The chief executive of Cork County Council says a national database of electoral registers should be set up to ensure people are not denied a vote.

Calls for database to stop people being taken off the voting register

Tim Lucey made the comment after several councillors gave examples of how constituents found themselves taken off the register for no apparent reason.

A lengthy debate on the issue was sparked in County Hall yesterday after Sinn Féin councillor Melissa Mullane asked for a report on the local register and was told that around 11,000 people were removed from it in the past 12 months.

Officials said these would include people who had died or moved out of the area.

The council has 53 field workers who check the accuracy of the register. But the report stated that because of rapid population growth and increased mobility they “often have great difficulty in sourcing accurate details for the register, hence the reason why each individual should make an effort to check the accuracy of the register themselves.”

Many councillors maintained people who were deleted from the register weren’t written to, as officials maintained.

Deputy mayor of Co Cork, Independent councillor Tim Collins said during the last local elections he became aware of 15 people in his constituency who, for no apparent reason, were taken off the register.

“Who’s giving the go-ahead to take a person’s name off the live register. Is this political?” he asked.

Sinn Féin councillor Kieran McCarthy said his ex-wife was was removed from the register, but not any of the other voters who lived in the same house.

He said council staff had said they had received information that she had moved address, which she had not and the same explanation was given in the case of another man, which again was untrue.

Fine Gael councillor Noel O’Donovan said he inquired on behalf of a 70-year-old Rosscarbery man who was taken off the register and told he was dead.

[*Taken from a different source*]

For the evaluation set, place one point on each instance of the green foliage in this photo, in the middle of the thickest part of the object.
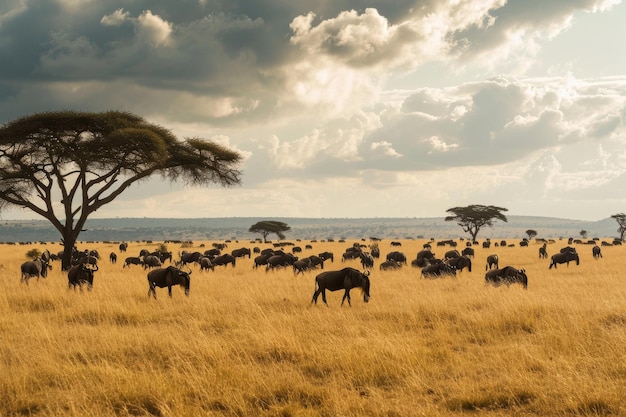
(267, 227)
(33, 253)
(473, 217)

Fine Gael councillor Kevin Murphy suggested that councillors and the public should be given access to a list of names of those deleted from the register.

“That’s a flaw. We have to get a better system in place. They must be accurate. To disenfranchise a person of a vote is not good,” he said.

Skibbereen-based Fianna Fáil councillor Joe Carroll said a lot of people living in West Cork were disenfranchised because they spent the week working and sleeping in Cork City and it was presumed that they had moved.

Mr Lucey said such incidents happened all over the country and he believed the only way of improving the system was to have a national register which was linked to a person’s PPS number.

He added that if a person changed address the onus was on them to contact their franchise office with that information.